The cost of a "query" in an enterprise chat system usually gets bundled into the overall pricing model rather than being a per-question fee, but three former Microsoft employees have built technology that breaks out the numbers to determine budgets, performance, user metrics, return on investments (ROIs) and more.
Pay-i — founded by David Tepper, Doron Holan, and Erik Winters in 2023 — stands at the intersection of finance and artificial intelligence (AI) to help companies understand how much the technology really costs them to use.
Now the startup, which launched in May, is working on solving the problem of how much a chat costs and whether it is worth it.
advertisement
advertisement
One line of code calculates margins or ROI. It answers financial questions that companies ask, although enterprises are mostly using the technology in beta.
Developers will insert a couple of extra lines of code to help understand how much each chatbot query and response costs.
Some enterprises use more than one chatbot brand, such as OpenAI, Anthropic, Google or Microsoft.
“OpenAI will release a new update that literally overwrites the model you were using,” said Pay-i CEO Tepper. “It's making new decisions -- it's chatting differently to the end user.”
Pay-i can tell the business if the new model improves, becomes more or less expensive, run faster or slower, and whether it crashes more often. The technology helps the company understand costs, KPIs, and what’s that worth to the business, especially if they are using more than one GAI model.
Through code, which is sometimes one line, Pay-i connects GAI with specific business outcomes such as revenue growth, customer satisfaction, and operational efficiency, tracking and forecasting budgets and how much is being spent.
Enterprises have been using the technology in beta, but Pay-i for the past 11 months has been working with Stanford to resolve a problem that has not yet been resolved in academia, Tepper said.
“Once that is solved in academia, then we'll be the first ones out with a product that can do that,” he said.
Tepper said the code will understand how clients intend to use GAI, as well as which models, and “tell them, ‘hey, don't use Model X, use Model Y” because if used this way’,” it will cost less, become faster, and be prone to less errors, Tepper said.
After having the opportunity to work on an early version of ChatGPT, Tepper immediately realized the world would change. He met up with some friends and decided to build apps, to enjoy the experience of doing it and hopefully to make money.
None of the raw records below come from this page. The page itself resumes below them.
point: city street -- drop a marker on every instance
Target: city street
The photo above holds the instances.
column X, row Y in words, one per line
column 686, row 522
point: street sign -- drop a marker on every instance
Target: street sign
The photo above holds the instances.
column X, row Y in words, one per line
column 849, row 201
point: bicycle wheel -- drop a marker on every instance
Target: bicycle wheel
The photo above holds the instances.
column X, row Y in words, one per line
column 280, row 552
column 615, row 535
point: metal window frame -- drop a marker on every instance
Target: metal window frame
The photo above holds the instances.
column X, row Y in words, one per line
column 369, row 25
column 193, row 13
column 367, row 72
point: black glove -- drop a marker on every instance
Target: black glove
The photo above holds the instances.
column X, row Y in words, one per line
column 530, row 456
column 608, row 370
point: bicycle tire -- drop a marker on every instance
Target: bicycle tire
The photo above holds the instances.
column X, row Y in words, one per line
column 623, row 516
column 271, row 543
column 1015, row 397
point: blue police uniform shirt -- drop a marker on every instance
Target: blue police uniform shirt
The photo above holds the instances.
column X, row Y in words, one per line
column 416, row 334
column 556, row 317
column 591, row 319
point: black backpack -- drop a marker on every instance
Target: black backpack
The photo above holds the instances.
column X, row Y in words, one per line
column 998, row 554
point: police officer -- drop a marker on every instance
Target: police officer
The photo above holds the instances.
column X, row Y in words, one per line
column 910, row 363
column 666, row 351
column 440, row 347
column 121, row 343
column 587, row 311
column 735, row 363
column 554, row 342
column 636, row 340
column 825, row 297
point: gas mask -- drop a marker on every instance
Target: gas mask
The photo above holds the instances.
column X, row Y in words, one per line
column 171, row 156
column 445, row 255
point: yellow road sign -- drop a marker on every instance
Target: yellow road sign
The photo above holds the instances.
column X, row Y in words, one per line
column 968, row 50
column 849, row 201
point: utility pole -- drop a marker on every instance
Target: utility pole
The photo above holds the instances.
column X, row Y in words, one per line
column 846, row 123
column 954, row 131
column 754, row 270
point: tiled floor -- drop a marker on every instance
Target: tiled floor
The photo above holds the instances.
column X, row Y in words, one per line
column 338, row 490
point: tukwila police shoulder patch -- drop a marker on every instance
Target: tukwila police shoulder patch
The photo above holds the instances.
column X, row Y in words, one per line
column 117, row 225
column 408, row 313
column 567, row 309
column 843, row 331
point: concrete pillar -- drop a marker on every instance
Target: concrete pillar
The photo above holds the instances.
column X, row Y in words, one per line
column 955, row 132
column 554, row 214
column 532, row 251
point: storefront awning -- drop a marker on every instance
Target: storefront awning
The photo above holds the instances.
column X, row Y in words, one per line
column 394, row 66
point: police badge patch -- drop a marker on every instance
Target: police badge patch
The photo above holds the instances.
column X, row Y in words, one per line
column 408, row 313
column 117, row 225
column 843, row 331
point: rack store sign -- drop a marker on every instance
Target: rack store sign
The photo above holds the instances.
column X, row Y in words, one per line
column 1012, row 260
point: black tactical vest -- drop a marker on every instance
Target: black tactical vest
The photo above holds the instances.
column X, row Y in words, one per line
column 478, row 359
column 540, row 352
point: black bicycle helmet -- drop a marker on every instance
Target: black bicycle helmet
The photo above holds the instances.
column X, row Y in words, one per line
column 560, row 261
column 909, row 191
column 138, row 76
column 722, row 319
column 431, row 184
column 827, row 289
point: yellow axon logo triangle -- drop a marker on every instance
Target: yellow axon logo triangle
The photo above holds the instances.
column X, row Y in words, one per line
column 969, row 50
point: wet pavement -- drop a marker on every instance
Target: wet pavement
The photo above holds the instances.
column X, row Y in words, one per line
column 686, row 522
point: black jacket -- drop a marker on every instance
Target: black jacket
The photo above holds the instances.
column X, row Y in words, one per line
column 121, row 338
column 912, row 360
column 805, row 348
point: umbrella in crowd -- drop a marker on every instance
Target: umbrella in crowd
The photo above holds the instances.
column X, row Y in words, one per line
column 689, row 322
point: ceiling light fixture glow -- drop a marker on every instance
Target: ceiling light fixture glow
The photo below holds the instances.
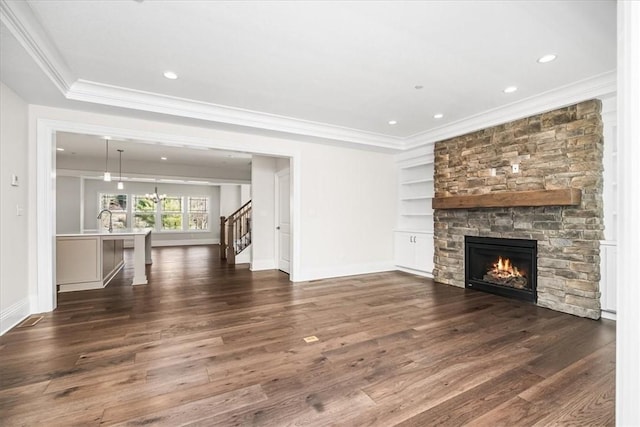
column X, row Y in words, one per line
column 547, row 58
column 120, row 184
column 107, row 175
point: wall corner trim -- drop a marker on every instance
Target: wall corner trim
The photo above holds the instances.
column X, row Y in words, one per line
column 14, row 314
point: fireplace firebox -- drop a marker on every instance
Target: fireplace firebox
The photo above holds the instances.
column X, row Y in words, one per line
column 504, row 267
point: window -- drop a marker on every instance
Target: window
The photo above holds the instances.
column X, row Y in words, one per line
column 171, row 213
column 117, row 204
column 174, row 213
column 198, row 211
column 144, row 212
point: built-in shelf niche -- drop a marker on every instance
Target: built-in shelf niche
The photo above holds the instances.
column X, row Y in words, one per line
column 416, row 194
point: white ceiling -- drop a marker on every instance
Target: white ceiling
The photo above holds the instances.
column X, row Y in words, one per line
column 91, row 146
column 336, row 70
This resulted in nine app prototypes, but none made sense, because the “unit of economics for delivering on any of these AI tools meant you couldn't ship an app for 99 cents and then hope to make money from it,” he said. “You couldn't back it by advertisements because they don't bring in anywhere near enough money for you to make a profit off of these things.”
After continually running into that economics issue, the three co-founders decided to solve that problem. It would soon become a problem every company would face.
Pay-i recently announced $4.9 million in seed funding to expand its operations and further develop the platform.
Tepper spent about 19 years at Microsoft and co-led Azure's internal GAI consumption strategy. His first GAI patent, GenAI, dates back to 2011, and has briefed Fortune 500 boards, universities, members of Congress, and UN delegations on AI economics.
He said OpenAI’s ChatGPT o3, one of the more iconic models, has been most powerful until Google Gemini came along.
Tepper used ChatGPT o3 to demonstrate how the technology pulls in information and considers what to serve as results, but said this OpenAI model is no longer state of the art because technology is moving so fast.
“Gemini from Google is state of the art,” he said, as he used ChatGPT o3 to provide a demonstration of how the technology analyzes different websites and pulls in data.
Tepper worked a little on Microsoft Copilot while there.
“I can tell you why it's not that good,” he said. “It's really because Microsoft is utterly petrified of any kind of AI blowback” by the possibility of getting something wrong. He called the models “over constrained.”